Hace algún tiempo tropecé con el pasaje bíblico donde Jesús de Nazaret dice: “Amad a vuestros enemigos, bendecid a los que os maldicen, haced el bien a los que os odian y orad por los que os ultrajan y persiguen...”.
¿Cómo es posible amar a quien nos ultraja y persigue? Eso es un sinsentido que aparentemente va contra la propia naturaleza humana. Pero dándole vueltas al asunto pensé que por alguna razón las palabras de Jesús han resistido dos mil años de historia, y buscando en los estudios sobre los textos originales del Nuevo testamento supe que, en este caso, el verbo griego traducido al castellano como “Amar” es “Agapao”: Hacer el bien sin esperar nada a cambio. Y ese principio básico del bien es también la base que da vida al concepto “amar a los enemigos”.
El odio solo genera odio, y la muerte engendra más muerte, así ha sido siempre desde el comienzo de los tiempos. Pagar mal con mal solo fortalece el mal y nos hace semejantes a él; pagar el mal con bien, debilita al mal y evita su extensión. El perdón es un bálsamo universal que a menudo no sabemos cómo aplicar, porque a la hora de remitir las ofensas recibidas olvidamos (o desconocemos) que Perdonar no es olvidar el daño que nos han hecho, ni renunciar a hacer justicia; perdonar es no guardar dentro de uno el veneno del resentimiento y la venganza. Veneno que, por otra parte, solo corroe y destruye el alma de quien lo padece en su interior.
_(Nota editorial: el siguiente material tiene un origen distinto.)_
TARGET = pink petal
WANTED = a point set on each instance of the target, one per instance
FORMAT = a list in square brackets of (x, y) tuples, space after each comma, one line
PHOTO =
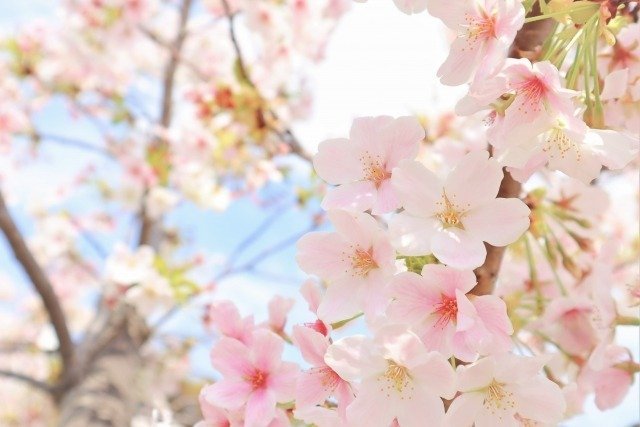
[(499, 222), (474, 181), (313, 345), (314, 387), (461, 63), (357, 196), (436, 375), (230, 357), (463, 410), (617, 148), (322, 254), (413, 298), (260, 410), (437, 336), (386, 199), (411, 6), (403, 137), (266, 350), (476, 376), (421, 407), (448, 279), (340, 302), (282, 381), (411, 235), (357, 228), (457, 248), (417, 188), (228, 394), (354, 357), (367, 410), (540, 399), (615, 84), (367, 129), (493, 312), (337, 161), (611, 386)]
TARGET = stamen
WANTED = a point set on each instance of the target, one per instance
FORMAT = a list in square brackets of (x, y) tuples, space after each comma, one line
[(449, 216), (497, 399), (374, 169), (447, 310), (363, 262)]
Tender desinteresadamente la mano no sólo al prójimo que lo necesita, sino también a quienes te han hecho daño y han caído en desgracia. Ésa es la gran utopía posible, la verdadera Revolución que aún espera, la postrera posibilidad del ser humano. Bien sé -tan tonto no soy- que no puedo cambiar a los demás pero, si aspiro a vivir en un mundo mejor, al menos tengo la obligación de intentar cambiarme a mí mismo.
Este es, creo yo, el verdadero mensaje permanente de la Navidad. Lo otro es hipocresía y fuegos de artificio.